I’m so incredibly excited about Persephone Reading Week that I think I’ll need to take the week off work to celebrate it properly.

That was a temptation when I first heard about the event, and I started thinking “themes” and then spotted a collection of films about wartime England at my favourite rental spot and that seems to cinch the deal: what I want in do in Persephone Week won’t leave room for 9-5 toiling.

To begin with, the amount that I want to read is a bit overwhelming, even though I’ve pared it down from “the entire Persephone backlist” to a handful of titles of Second World War fiction, diaries and letters.

My initial instinct was to choose “quintessentially Persephone reads”, which according to my narrow, personal definition is all-things-Stevenson-Watson-Whipple-ish, but I realized that my bookmarks have been too-long-stuck in Vere Hodgson’s Few Eggs and No Oranges and Mollie Panter-Downes’ Good Evening, Mrs. Craven and I do want to make things right with them before moving on once more.

Is it ever a good time to read stories of pain and loss?

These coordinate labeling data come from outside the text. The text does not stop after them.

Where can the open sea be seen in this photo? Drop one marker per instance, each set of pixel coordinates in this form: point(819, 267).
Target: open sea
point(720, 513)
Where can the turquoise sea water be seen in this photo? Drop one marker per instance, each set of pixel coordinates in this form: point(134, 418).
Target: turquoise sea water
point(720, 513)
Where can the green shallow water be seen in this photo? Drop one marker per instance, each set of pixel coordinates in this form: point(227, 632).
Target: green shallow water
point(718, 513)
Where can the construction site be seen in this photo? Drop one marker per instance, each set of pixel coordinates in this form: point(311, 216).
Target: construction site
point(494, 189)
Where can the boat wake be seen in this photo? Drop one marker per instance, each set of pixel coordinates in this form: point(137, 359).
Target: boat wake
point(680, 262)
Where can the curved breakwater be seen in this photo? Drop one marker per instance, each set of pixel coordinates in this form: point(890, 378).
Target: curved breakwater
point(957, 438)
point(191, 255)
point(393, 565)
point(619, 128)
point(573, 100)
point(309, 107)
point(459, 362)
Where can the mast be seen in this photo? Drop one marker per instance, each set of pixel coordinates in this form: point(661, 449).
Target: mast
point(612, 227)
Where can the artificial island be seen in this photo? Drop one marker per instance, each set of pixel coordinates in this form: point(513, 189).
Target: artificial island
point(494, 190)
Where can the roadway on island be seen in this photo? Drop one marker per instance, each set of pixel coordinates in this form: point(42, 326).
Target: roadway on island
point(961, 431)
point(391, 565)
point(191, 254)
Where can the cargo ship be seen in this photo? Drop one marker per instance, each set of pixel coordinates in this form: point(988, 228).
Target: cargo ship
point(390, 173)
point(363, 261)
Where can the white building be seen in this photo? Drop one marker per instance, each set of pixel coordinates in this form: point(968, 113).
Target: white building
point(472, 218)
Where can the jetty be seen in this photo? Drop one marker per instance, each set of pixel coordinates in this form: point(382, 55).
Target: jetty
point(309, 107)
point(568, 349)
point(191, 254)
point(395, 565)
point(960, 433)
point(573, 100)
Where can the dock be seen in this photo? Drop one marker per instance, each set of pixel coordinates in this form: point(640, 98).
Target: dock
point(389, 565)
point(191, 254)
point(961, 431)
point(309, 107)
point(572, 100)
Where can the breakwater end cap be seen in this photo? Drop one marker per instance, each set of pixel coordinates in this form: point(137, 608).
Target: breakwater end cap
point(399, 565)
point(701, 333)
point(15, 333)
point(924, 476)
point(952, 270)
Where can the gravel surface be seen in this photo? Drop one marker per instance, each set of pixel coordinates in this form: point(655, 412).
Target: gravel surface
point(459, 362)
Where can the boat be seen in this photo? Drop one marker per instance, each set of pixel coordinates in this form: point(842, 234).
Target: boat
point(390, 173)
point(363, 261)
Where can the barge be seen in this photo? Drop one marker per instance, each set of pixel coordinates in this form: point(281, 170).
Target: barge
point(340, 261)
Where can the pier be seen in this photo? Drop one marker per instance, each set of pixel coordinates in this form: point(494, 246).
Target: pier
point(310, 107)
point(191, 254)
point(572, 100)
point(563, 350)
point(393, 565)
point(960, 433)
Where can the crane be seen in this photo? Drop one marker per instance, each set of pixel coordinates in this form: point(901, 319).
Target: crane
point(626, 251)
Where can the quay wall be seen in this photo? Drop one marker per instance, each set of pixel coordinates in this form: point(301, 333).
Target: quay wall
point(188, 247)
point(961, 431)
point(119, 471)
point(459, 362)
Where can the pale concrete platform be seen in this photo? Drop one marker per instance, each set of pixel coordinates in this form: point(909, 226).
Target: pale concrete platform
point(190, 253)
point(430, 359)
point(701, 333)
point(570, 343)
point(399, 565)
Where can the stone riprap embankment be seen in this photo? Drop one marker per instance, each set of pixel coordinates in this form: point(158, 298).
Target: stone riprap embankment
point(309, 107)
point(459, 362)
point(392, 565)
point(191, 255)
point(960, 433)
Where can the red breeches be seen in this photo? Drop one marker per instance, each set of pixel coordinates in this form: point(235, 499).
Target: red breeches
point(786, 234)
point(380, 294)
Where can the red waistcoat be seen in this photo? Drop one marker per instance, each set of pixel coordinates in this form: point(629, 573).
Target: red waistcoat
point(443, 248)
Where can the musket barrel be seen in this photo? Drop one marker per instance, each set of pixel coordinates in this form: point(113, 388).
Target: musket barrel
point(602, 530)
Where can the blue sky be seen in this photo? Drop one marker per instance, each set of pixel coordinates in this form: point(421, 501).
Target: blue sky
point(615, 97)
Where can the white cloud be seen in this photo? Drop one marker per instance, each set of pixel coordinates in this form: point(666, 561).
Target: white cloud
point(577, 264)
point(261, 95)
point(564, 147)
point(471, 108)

Perhaps not. (And I have a history of resisting.) It’s hard to read them in inclement weather because it seems to add to the gloom, and it’s hard to read them on the most brilliant days because at last the heart is light and you fully want to enjoy that state.

But, setting that ongoing conflict aside, many of my favourite books have scenes that are harsh and sobering, filled with cruelty and sorrow, and I need to, at least as a reader, soldier on. (Sorry.)

So I’m planning to refresh and continue with Vere Hodgson’s diaries and Mollie Panter-Downes wartime stories and will finish them in Persephone Week, hopefully along with some others.

If you have any suggestions of Persephones that would fit with this mini-theme for Persephone Week, they’re always welcome.